Race-thinking . . . is a vulgar error, not only because it thrives and is abroad among the people, often unaware of itself, but always charged with hatred and hypocrisy; it is also and above all a vulgar error because it denies individual diversity, scouts the complexity of cause and effect, scorns the intellect, and ultimately bars Mind from the universe of created things. (219)

On the heels of a consequential election, and the accompanying commentary demonstrating the continued pervasiveness of race-thinking, Barzun’s message of honoring each human individual’s value while recognizing our shared common humanity is a timely and timeless message. It actually is quite reminiscent of Shelby Steele’s final remarks in his 2015 work Shame: How America’s Past Sins Have Polarized Our Country:

No nation has struggled harder to overcome the barriers to our common humanity, or to sanctify the individual, than America. The contortions of our hyperbolic politics can be depressing. But America’s essential truth—the deepest theme of our identity—is still freedom. Freedom is still our mother tongue (198).

It is here we might find viable solutions to societal questions of how the individual relates to the community—a politician’s version of the philosopher’s dilemma of the one and the many. Recognizing each person as a unique individual, not defined by some constructed group identity, empowers people with the message of personal agency. Acknowledging the common humanity of each person provides a basis for community. It is in this parallel honoring of the individuality of each human person and recognizing the universality of human personhood, that we find deeper human flourishing, and perhaps come closer to the American motto, e pluribus unum, “out of many, one.”

5 COMMENTS

  1. Excellent. Someone needs to republish Barzun’s book.

    “As James Lindsay puts it, ‘the accusation . . . has been engineered into a kind of trap, in which any attempt to deny or avoid the accusation is reinterpreted as proof of the charge.’ ”

    It’s simply a “Have you stopped beating your wife?” question on the meta level, which should be painfully obvious to anyone who considers it for half a minute. The fact that the wokescolds don’t get this demonstrates that while they may know their Critical Theory their grasp on critical thinking is considerably less firm.

    • “The fact that the wokescolds don’t get this demonstrates that while they may know their Critical Theory their grasp on critical thinking is considerably less firm.”
      You’re assuming that there’s a good-faith argument taking place. CRT is nothing but a cudgel used by bullies. They use it because it works, and will continue to use it until it stops working. They need to be mocked, and ignored. Engaging with them is pointless and will only cause further damage.

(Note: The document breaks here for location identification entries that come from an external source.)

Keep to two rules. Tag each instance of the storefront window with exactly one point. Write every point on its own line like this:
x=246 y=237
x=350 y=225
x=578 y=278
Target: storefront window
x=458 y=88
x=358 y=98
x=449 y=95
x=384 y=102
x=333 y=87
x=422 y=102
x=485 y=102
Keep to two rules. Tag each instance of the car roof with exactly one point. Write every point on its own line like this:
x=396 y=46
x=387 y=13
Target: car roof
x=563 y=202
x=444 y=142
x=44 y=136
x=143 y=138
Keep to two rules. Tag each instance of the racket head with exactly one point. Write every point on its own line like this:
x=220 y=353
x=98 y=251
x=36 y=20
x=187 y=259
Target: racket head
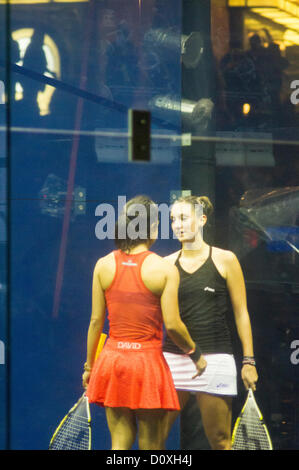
x=74 y=430
x=250 y=431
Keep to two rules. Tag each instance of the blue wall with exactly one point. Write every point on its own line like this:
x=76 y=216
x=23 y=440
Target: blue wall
x=103 y=51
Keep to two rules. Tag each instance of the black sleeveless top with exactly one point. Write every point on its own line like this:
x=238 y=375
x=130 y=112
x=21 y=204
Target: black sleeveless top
x=203 y=302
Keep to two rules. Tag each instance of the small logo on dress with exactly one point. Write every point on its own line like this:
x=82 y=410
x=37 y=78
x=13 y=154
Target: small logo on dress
x=210 y=289
x=127 y=345
x=129 y=263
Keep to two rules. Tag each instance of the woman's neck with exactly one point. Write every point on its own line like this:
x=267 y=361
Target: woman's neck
x=137 y=249
x=194 y=249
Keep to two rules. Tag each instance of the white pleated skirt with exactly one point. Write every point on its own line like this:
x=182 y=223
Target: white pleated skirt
x=219 y=377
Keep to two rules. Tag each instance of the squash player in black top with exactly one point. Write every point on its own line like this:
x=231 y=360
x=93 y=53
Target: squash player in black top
x=208 y=276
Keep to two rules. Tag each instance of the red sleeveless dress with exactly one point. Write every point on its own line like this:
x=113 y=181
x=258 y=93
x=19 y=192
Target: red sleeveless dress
x=131 y=370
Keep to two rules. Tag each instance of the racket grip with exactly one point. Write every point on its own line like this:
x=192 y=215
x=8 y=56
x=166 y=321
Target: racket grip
x=101 y=344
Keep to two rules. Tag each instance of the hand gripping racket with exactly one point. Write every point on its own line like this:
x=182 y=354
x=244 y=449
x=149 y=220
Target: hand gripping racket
x=74 y=431
x=250 y=431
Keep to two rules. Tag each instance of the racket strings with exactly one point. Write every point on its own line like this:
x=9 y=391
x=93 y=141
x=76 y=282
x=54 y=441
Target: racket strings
x=251 y=433
x=72 y=435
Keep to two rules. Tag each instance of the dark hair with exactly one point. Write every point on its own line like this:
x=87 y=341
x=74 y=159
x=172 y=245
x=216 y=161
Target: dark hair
x=205 y=202
x=139 y=213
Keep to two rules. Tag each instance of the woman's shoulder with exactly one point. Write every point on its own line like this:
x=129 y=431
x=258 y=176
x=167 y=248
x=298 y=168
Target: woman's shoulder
x=172 y=257
x=105 y=260
x=225 y=255
x=224 y=258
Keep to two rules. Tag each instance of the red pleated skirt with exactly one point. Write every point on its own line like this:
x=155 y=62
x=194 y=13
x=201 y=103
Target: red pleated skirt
x=132 y=375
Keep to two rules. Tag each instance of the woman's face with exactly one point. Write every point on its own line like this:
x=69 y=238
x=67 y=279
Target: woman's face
x=187 y=221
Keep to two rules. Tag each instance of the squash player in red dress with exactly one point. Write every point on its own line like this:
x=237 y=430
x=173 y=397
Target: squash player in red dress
x=131 y=378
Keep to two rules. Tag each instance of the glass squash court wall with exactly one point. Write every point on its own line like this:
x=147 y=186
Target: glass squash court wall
x=75 y=69
x=220 y=79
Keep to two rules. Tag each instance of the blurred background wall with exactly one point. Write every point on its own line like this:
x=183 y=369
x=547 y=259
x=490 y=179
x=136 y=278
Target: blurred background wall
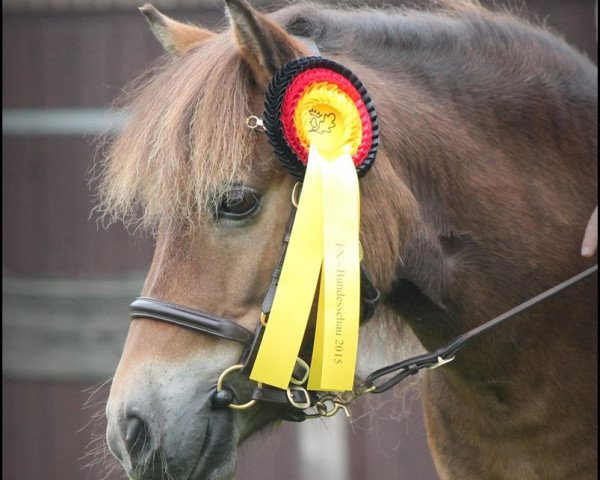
x=67 y=282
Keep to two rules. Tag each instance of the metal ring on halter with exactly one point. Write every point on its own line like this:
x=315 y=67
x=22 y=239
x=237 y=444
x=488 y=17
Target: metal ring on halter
x=302 y=380
x=253 y=122
x=227 y=371
x=296 y=193
x=301 y=404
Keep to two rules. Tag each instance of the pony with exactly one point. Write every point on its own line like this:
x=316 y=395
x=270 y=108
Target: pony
x=477 y=201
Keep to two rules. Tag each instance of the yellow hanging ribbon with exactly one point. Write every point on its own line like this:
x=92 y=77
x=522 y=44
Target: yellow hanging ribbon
x=325 y=240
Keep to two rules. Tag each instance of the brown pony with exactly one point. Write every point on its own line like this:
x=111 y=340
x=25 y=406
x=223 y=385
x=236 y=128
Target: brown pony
x=483 y=184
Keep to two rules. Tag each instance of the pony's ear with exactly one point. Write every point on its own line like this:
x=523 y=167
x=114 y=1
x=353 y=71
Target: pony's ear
x=265 y=45
x=175 y=37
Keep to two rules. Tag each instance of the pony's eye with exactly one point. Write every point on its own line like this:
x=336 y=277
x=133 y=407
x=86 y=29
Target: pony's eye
x=238 y=204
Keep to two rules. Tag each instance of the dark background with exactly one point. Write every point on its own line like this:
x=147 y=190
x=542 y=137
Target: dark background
x=67 y=281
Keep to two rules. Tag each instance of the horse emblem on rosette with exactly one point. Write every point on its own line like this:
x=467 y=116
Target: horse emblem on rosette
x=318 y=178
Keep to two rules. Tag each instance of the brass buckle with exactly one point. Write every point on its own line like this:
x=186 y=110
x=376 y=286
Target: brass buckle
x=234 y=406
x=302 y=380
x=301 y=404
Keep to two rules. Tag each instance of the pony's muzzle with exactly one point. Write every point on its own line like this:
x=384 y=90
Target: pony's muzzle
x=132 y=438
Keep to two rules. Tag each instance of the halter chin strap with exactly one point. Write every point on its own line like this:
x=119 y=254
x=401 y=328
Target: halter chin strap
x=296 y=396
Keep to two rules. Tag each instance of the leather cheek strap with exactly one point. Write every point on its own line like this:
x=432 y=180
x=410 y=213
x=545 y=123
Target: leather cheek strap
x=144 y=307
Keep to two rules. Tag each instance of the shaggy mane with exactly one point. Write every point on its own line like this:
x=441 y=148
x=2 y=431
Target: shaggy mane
x=185 y=143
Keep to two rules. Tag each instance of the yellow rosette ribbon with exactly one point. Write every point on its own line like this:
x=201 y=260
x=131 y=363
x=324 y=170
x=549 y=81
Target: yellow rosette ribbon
x=323 y=255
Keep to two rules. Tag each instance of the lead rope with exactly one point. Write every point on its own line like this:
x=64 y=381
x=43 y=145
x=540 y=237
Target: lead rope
x=447 y=353
x=329 y=404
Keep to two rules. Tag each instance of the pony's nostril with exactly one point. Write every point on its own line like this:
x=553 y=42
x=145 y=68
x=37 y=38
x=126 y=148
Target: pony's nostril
x=137 y=436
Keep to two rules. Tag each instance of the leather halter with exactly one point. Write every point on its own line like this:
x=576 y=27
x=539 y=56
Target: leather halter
x=326 y=404
x=209 y=324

    • Thanks for engaging with the article, Rob and Brian. I tend to agree that there is little room left to have a real exchange of ideas when the very concepts of rationality, logic and debate are seen as part of the oppressive power structure.

      Best,
      Josh

  2. Thanks for the review, Josh. One of my favorite activities is rediscovering old books that have been unjustly forgotten. This one looks like a gem.